Government responses to this emergency ranged from strengthening populism or giving a new chance to political centrism, especially, considering its pragmatic nature or emphasizing restraints in times of crisis. On one side of the spectrum are leaders Donald Trump and Bolsonaro who were strongly criticized for delegitimizing the COVID-19 pandemic, both allowing themselves to enter the category of “disaster populism”- a definition provided by Victor Beltri in a column published in Excelsior Mexico. Meanwhile, Italian Prime Minister, Giuseppe Conte, united all the government forces under his figure in order to mitigate the catastrophic effects that the pandemic caused in Italy. In parallel, Uruguayan President Luis Lacalle Pou is successfully emerging from his first months in the presidential office by managing the crisis cautiously.
Despite the triumph of centrism over populism, both political models expose internal and external complications to attend social needs. For example, bureaucracies affect one’s access to different aid programs (such as happened in Argentina with the Emergency Family Income), while they also reveal issues for leaders who seek to build bridges with opposition parties but have to deal with public statements, political internal conflicts, and lack of legitimacy.
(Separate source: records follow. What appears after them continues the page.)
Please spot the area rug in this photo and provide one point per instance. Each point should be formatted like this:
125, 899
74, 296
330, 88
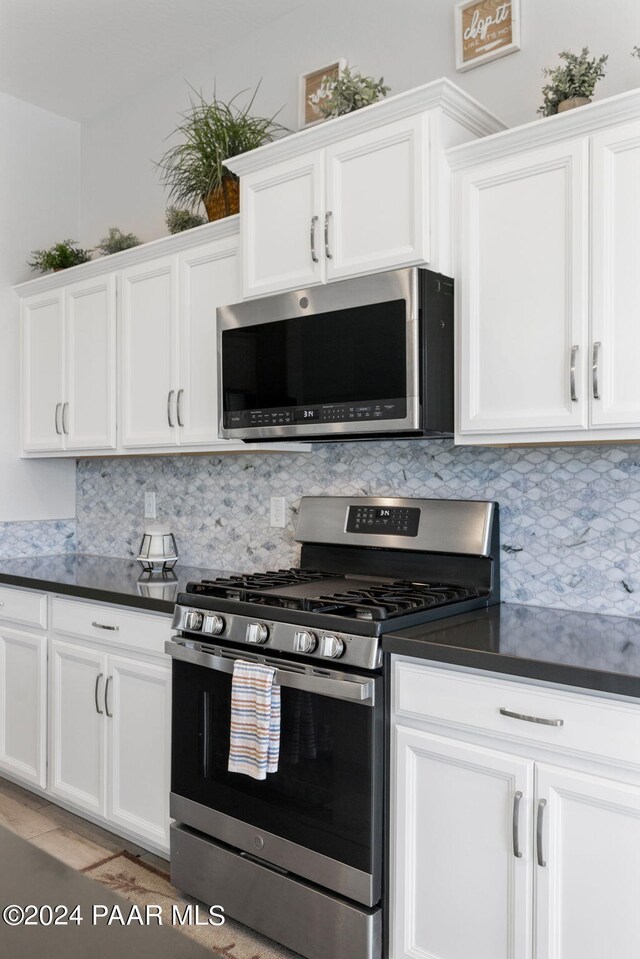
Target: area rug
128, 876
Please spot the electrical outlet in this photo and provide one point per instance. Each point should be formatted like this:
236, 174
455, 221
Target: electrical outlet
150, 506
278, 510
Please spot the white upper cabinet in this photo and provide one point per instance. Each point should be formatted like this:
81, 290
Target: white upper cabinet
547, 279
615, 384
69, 368
120, 354
149, 317
524, 261
42, 371
361, 193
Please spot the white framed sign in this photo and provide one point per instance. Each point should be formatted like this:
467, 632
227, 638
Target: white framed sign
485, 30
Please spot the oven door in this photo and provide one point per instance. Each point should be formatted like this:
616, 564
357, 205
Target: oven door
320, 815
336, 359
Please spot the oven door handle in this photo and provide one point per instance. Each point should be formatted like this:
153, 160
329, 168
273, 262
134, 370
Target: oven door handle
352, 689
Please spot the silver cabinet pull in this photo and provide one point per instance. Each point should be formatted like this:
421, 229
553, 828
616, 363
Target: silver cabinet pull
314, 255
541, 804
516, 823
530, 719
95, 694
572, 376
327, 251
594, 370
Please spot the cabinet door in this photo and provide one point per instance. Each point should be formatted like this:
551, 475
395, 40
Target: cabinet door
89, 416
138, 704
458, 890
282, 223
43, 371
587, 891
521, 292
149, 308
78, 730
23, 698
377, 211
615, 385
209, 277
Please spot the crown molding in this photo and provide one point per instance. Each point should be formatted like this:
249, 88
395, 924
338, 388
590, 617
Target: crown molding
582, 121
439, 94
165, 246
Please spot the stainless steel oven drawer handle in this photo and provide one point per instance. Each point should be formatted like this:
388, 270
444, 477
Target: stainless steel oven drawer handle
530, 719
355, 690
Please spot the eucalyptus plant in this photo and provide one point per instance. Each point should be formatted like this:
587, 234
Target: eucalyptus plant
576, 78
210, 133
60, 256
115, 241
348, 92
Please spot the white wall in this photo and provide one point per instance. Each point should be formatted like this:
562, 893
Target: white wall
408, 41
39, 205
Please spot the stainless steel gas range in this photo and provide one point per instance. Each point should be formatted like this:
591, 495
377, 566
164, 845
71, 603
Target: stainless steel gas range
300, 856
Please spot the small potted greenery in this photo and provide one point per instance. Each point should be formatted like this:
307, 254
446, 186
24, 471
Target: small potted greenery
115, 241
178, 220
571, 84
60, 256
194, 170
350, 91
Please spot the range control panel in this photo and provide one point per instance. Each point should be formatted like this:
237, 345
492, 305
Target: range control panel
392, 520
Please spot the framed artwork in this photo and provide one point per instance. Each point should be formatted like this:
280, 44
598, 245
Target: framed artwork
485, 30
314, 87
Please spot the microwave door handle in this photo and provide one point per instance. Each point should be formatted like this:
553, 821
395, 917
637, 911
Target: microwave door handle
353, 690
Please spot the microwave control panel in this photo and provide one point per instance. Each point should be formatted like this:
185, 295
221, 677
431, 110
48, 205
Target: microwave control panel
320, 413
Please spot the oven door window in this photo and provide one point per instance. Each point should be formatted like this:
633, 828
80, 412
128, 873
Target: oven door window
323, 795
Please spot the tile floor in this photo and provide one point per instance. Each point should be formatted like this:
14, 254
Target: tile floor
73, 840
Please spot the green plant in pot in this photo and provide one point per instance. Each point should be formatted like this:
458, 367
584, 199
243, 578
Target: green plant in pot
194, 170
60, 256
571, 84
350, 91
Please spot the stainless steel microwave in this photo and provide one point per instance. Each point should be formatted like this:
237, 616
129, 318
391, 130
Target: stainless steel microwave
367, 358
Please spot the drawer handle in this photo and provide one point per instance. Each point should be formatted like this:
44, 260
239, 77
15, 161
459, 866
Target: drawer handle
541, 804
530, 719
516, 822
95, 694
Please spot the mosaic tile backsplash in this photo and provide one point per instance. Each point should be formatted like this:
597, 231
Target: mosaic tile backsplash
37, 538
570, 515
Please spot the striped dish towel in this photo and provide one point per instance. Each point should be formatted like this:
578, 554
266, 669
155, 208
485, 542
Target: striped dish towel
255, 720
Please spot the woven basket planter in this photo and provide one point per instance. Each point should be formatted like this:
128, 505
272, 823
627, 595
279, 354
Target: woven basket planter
224, 200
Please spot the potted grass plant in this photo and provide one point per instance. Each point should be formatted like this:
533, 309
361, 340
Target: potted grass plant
572, 83
194, 171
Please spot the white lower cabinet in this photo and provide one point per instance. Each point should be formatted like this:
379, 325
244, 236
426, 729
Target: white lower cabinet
519, 841
109, 750
23, 704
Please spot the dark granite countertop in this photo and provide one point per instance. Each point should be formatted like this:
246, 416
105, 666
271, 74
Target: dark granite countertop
555, 645
102, 578
31, 876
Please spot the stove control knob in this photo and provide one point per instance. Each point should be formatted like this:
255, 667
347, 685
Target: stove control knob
213, 624
332, 647
192, 619
257, 633
304, 641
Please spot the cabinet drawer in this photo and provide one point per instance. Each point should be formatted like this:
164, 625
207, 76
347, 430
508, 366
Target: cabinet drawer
23, 606
111, 625
594, 726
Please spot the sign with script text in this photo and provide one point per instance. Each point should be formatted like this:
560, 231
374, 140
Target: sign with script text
486, 30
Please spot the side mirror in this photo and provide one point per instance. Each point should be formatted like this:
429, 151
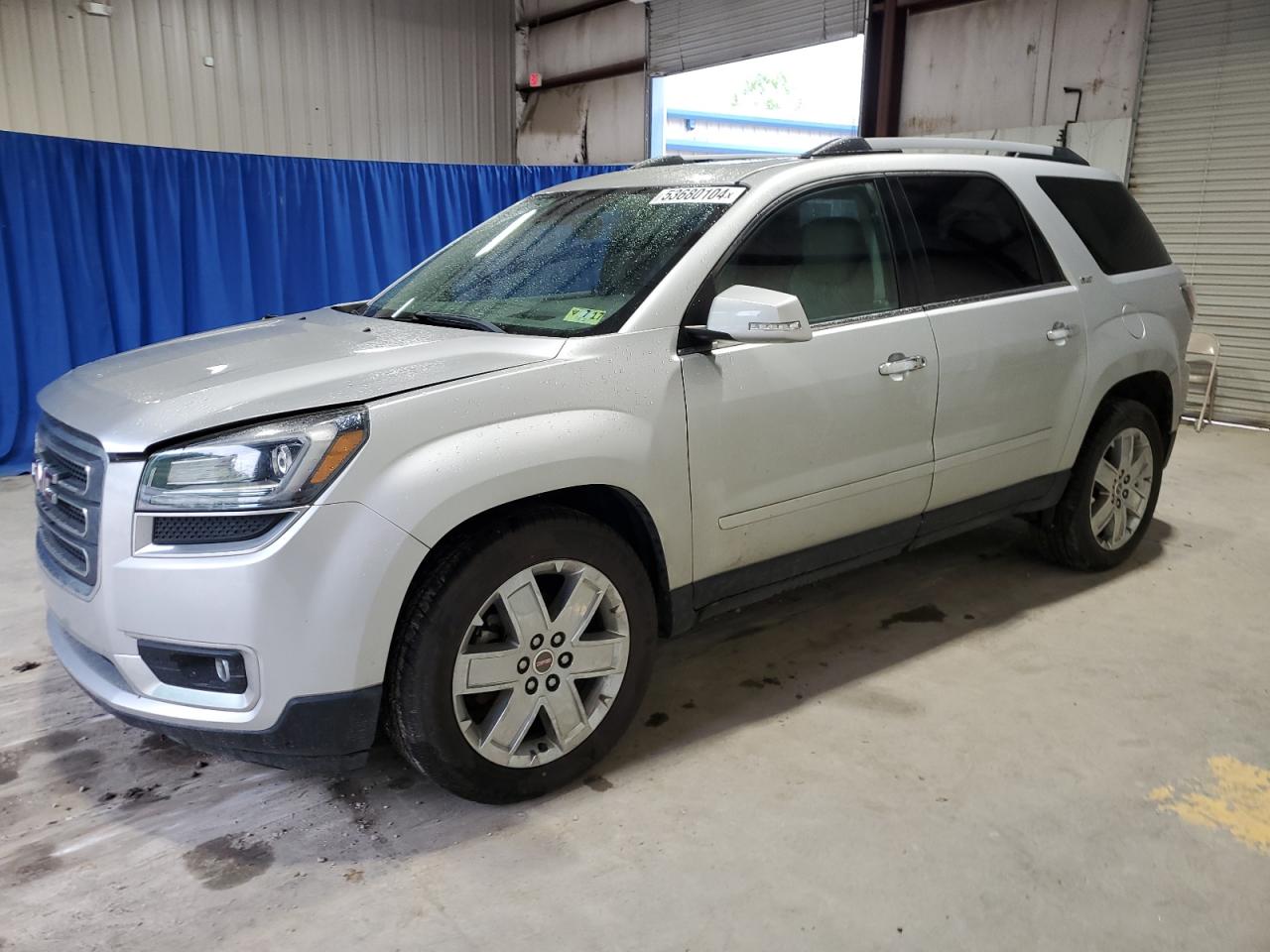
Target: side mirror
754, 315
On the other hand, leaders’ public appearances have generated more headaches than solutions especially due to the lack of consensus regarding the disease and the impact it has on frightened citizens. Leaders have frequently made confusing statements, such as Donald Trump’s recommendations on disinfection, Andrés Manuel López Obrador’s contradictions regarding social distancing, and the definition of “little flu” given by Jair Bolsonaro in reference to the coronavirus.
In this context, these represent partial responses to a black swan. They are efforts to use tools from the past to fix current economical and social problems caused by COVID-19. Despite the relevance of experience, we must consider the fact that history is dynamic and political systems must also be dynamic.
New Values: Agile, Coherent and Dynamic
Defining the new political scenario is a difficult task, yet this crisis has demonstrated the values and characteristics that governments should embody whilst mitigating crises. States must be agile, coherent, and dynamic at the time of dealing with the crisis of such magnitude. They must have the agility to give prompt responses to social needs, including unemployment, poverty, and crisis in the social structure. Moreover, governments should be coherent. Coherence means that authorities must avoid public conflicts between one another, such as those regarding ministerial interests and bureaucratic issues. Consequently, both values will guarantee the third one, which is dynamism. Dynamism would reduce the gap between social needs and political orders.
Finally, the COVID-19 emergency represents an atypical phenomenon in daily life. Therefore, like a black swan, it will demand new governance criteria, forcing the state structure into the spotlight. Agility, cohesion, and dynamism in times of crisis, nevertheless, will provide an opportunity to those political leaders that define themselves as architects of moderation and it will weaken populist governments.